The Effect Of Color In Getting Your Message Out To Your Customers
Question: Are their colors that I should or shouldn’t use on a trade show booth or the supporting graphics like banners stands or table runners?
Answer: I’m going to give you my opinion, as it is gained by observation of signs and graphics for over 20 years. Disclaimer: There is no scientific evidence backing up my conclusions unless coincidentally agreeing with me.
First and foremost, the message is and will always be the medium. People are generally still fairly literate who are attending the trade show you’re exhibiting your goods or services at, so they’re scanning as they walk, and while color is important, what they read is what will bring them into your booth, not shiny stuff, unless you’re selling shiny stuff.
I will give graphic designers a nibble on this point. Flashy will catch the eye before your logos, headlines, and taglines. But on most other aspects of marketing and advertising, graphic designers are all about the look, and have little clue as to what makes people open up their wallets when the message is compelling.
Next, I will say that color is extremely important. Yes, the message is of utmost importance, but if you put burgundy copy on a black background, the most compelling copy in the universe will be missed because it just got blended into the background by your eye. Photographic backgrounds, which are popular now, due to the availability of dye sublimation fabric banners and trade show displays and digital printing of various media, can be tricky as well due to the variation in the background coloration.
Many designers now are shying away from certain types of photographic backgrounds for this reason. The number one most effective visual effect color-wise is bright yellow on a bright red background. A large hamburger chain has effectively used this color scheme, along with brilliant marketing, to become the largest hamburger chain in the world. It was not, we believe, done purposely, other than that when the founder looked at signs, he noted that the best viewed color contrast was yellow on red. Later, scientific experiments backed this finding up. Sorry, I said I wouldn’t present scientific evidence of my claim, but at least I won’t cite any references.

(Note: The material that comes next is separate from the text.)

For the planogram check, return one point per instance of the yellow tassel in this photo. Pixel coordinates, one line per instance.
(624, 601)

The second best color contrast is yellow on black, then white on red and white on black. Letters reversed on a dark background will always read best and from the greatest distance. I remember this from reading numerous articles in sign journals as I was falling asleep. At any rate, this solid background can be terribly dull and boring, so graphic designers wandered away from it as digital printing of signs and banners became the norm late in the 20th century.

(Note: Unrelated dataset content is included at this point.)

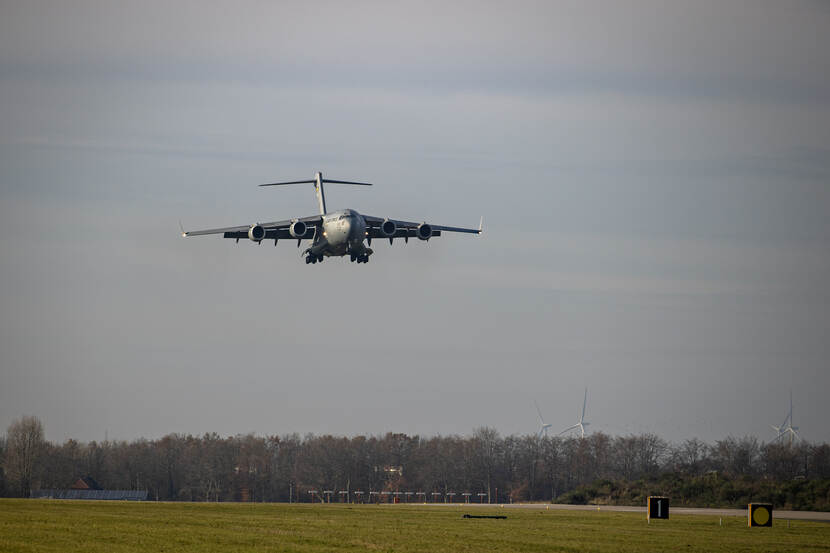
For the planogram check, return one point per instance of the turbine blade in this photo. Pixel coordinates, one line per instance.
(539, 412)
(289, 182)
(347, 182)
(584, 403)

However, I believe due to the difficulty of reading signs that were too artistic, what I’m seeing from graphic designers now is a fusion of the two when and where it fits. A solid dark background (red or darker) with bright lettering (bright orange or lighter) with some photographic elements highlighting around the edges or in the gaps can provide some attractive trade show display graphics, and if your message resonates with your potential clients, you should have a very successful show.